Unlike DNAM-1, TIGIT and CD96 generate T cell inhibitory signals and
suppress activation of effector T cells. Consequently, binding of DNAM-1
to CD155 suppresses the inhibitory signals generated by these two
immunoreceptors in T cells, leading to increased T cell activity and
worsened aGvHD. In fact, CD155 deficient mice receiving allogeneic
hematopoietic grafts show increased risk of GvHD(69). Post-transplant
DNAM-1 level did not differ significantly between the two groups on
different days. However, a decrease in the level of DNAM-1 in a study by
Nabekura in 2010 showed that DNAM-1 increases the proliferation of
active alloreactive CD8 + T cells and the production of IFNγ by these
cells(70). Past studies have also shown the important roles of this
marker in modulating cellular immunity such as: 1) Increasing the
cytotoxicity through cytotoxic T lymphocytes (CTLs) (including
alloantigen-specific CTLs) and NK cells against target cells expressing
CD155 and CD112 and increased secretion of cytokines such as IFNγ, 2)
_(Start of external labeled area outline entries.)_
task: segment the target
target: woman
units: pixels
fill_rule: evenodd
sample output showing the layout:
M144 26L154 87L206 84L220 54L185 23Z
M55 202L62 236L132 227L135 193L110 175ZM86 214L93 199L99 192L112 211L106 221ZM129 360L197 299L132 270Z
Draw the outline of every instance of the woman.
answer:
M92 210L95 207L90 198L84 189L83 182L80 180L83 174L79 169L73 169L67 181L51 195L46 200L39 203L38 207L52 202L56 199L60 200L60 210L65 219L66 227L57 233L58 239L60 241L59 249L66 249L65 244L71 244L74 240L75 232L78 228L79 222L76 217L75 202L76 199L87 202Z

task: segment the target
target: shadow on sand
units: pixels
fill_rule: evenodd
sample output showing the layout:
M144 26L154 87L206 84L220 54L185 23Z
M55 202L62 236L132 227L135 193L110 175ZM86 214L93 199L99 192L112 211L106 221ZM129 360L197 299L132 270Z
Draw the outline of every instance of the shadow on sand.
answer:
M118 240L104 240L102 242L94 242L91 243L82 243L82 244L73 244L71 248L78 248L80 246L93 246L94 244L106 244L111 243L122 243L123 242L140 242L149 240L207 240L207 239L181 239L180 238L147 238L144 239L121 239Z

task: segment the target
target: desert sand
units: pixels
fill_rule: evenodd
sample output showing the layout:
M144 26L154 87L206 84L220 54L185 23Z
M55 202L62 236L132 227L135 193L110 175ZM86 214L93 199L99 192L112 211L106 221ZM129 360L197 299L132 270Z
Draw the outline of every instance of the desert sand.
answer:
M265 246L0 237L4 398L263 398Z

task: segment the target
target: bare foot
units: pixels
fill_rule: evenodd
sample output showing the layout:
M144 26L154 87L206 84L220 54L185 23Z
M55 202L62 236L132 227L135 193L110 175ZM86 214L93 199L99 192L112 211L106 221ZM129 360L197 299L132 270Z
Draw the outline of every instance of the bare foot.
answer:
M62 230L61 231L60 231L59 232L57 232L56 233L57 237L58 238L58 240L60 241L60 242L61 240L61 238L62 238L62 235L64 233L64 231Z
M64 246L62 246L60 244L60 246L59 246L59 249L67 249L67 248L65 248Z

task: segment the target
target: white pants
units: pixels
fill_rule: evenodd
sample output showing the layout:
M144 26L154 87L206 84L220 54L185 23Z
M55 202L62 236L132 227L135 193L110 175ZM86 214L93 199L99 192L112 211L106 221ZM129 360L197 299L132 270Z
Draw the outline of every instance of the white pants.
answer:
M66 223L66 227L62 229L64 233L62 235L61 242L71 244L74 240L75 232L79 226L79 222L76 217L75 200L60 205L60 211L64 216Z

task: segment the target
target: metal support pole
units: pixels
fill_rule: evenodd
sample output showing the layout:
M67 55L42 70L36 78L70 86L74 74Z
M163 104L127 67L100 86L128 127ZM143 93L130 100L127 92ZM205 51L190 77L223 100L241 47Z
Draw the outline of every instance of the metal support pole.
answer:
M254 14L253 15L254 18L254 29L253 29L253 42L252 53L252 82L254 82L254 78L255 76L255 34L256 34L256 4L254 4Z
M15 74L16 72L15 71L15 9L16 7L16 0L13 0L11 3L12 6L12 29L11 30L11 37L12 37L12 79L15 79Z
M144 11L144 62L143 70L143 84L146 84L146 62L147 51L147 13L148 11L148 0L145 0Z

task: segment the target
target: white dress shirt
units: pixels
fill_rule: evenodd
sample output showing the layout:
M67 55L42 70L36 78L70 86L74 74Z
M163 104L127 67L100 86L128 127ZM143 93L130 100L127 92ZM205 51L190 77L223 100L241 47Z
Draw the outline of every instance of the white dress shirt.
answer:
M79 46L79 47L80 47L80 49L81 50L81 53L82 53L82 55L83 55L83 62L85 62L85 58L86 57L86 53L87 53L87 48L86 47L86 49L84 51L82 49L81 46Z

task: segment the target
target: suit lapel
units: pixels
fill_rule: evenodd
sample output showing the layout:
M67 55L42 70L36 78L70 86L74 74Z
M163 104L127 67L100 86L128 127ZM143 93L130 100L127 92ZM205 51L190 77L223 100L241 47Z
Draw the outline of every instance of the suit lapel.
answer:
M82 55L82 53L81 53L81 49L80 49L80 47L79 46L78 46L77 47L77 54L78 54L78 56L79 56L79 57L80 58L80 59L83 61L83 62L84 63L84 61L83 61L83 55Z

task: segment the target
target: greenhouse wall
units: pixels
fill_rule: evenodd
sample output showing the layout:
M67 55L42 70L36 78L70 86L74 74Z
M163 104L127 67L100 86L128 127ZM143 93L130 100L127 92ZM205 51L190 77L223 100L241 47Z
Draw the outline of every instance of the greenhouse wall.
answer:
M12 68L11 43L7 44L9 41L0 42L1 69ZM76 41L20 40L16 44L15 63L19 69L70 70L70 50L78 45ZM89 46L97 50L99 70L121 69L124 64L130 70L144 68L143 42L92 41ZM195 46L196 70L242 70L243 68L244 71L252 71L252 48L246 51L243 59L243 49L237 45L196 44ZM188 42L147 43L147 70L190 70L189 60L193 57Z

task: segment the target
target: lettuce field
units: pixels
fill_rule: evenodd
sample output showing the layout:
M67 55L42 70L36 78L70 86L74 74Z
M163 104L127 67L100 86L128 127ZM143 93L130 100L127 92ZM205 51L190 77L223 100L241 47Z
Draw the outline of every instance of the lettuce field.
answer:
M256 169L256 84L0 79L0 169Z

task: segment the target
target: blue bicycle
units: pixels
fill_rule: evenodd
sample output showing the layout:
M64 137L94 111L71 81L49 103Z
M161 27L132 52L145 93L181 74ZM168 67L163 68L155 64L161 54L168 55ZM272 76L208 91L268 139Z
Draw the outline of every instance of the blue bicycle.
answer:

Proliferation and differentiation of CD4 + naive T cells to Th1 cells in
corporation with LFA-1(71-74) . Given the suppressive role of MSCs, it
can be implied that MSCs interfere with APCs and reduce antigen
presentation to T cells, so it interfere the DNAM-1 stimulus function
and consequently reduces the IFNα production by cells and decrease the
inflammatory conditions. The level of TNFR1 at day 7 was higher in the
GVHD group than in the non-GVHD group. In our study, the mean ST2 level
was lower in MSC contained group, as it was decreased after +7 days. ST2
is a soluble receptor for interleukin-33 and is released from activated
T cells during GVHD development and progression. In other words,
elevated ST2 in the patient’s blood indicates progression of GVHD. In a
study by Matthew J. Hartwell and colleagues, an algorithm was designed
based on biomarkers of patients 7 days after transplantation to identify
the patients with high risk of GVHD and NRM (69). The decrease in ST2
levels from day +7 in patients treated with MSCs indicates the positive
effect of these cells on immune suppression and decrease in the severity
of GVHD in these patients. In another study by Mark T. Vander Lugt et
al, ST2 was identified as the most significant marker for
treatment-resistant GVHD and recurrent and death without recurrence. In
this study, patients with high ST2 levels were 2.3 times more likely to
develop refractory GVHD and relapse-free death compared with patients
with low ST2 levels at baseline (75).